In het boek Ik was 10 in 2015 (ondertitel: Kinderen vandaag opvoeden voor de toekomst) beschrijven Pedro de Bruyckere en Bert Smits tendensen die een invloed zullen hebben op de levens van kinderen en jongeren. Moeten ouders hun verwachtingen bijstellen? In 240 pagina’s worden ze in ieder geval stevig bijgepraat over het belang van (brede) kennis, leren omgaan met diversiteit, schaarste en overvloed, op eigen benen staan, samenwerken, probleemoplossend vermogen, robotisering, vluchtelingenstromen en oorlogen.

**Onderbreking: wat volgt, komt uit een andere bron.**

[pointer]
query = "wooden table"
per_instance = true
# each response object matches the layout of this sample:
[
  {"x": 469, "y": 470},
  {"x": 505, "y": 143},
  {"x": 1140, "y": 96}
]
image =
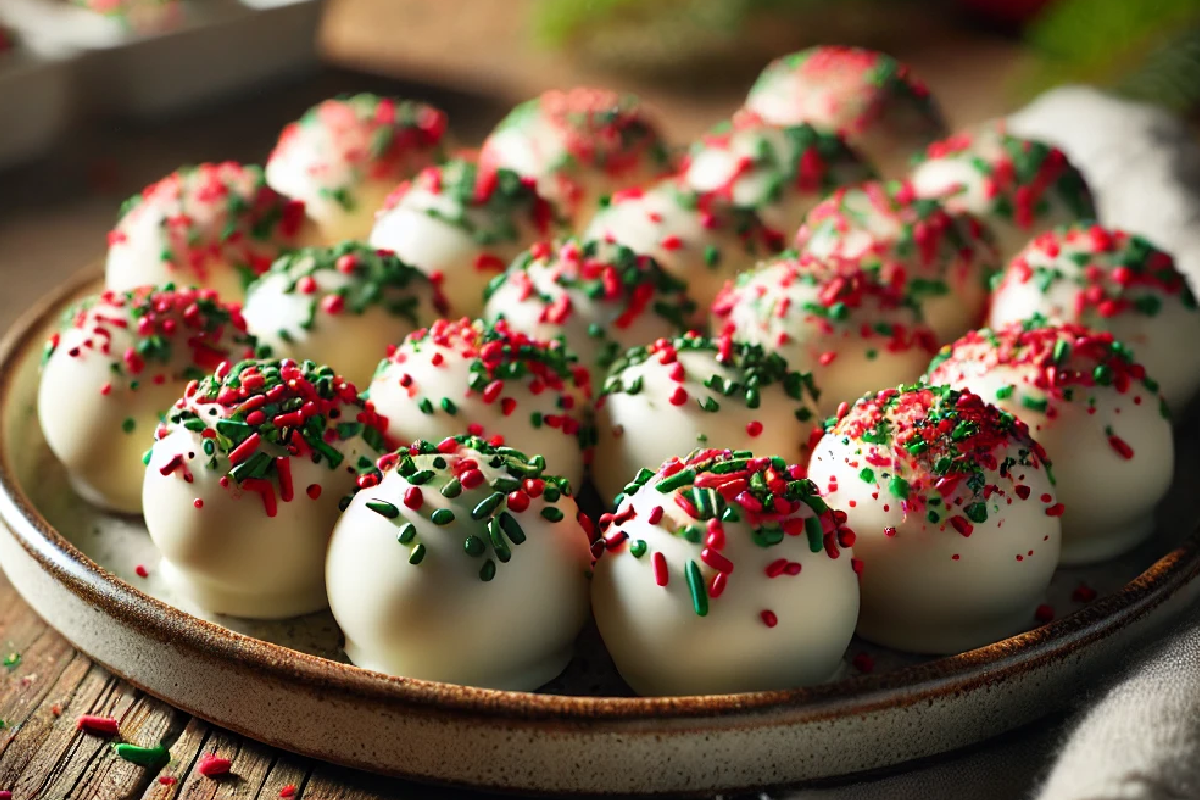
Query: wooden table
[{"x": 53, "y": 218}]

Daarbij wordt niet gedaan aan glazenbolvoorspellingen, maar wordt aangetoond waar we staan en waar het met de wereld naartoe gaat. Waar zullen onze kinderen later wonen? Zal er nog werk zijn voor hen? Zullen ze ooit een partner vinden? Gaan ze eigenlijk wel gelukkig worden? De auteurs* hebben zich tot doel gesteld om een duidelijk en optimistisch antwoord op de vragen van ongeruste ouders, opvoeders en leraren te formuleren en heel wat onderzoek en inzichten op een bevattelijke manier te delen, en dat is behoorlijk goed gelukt, hoewel veel vragen niet eenduidig te beantwoorden zijn.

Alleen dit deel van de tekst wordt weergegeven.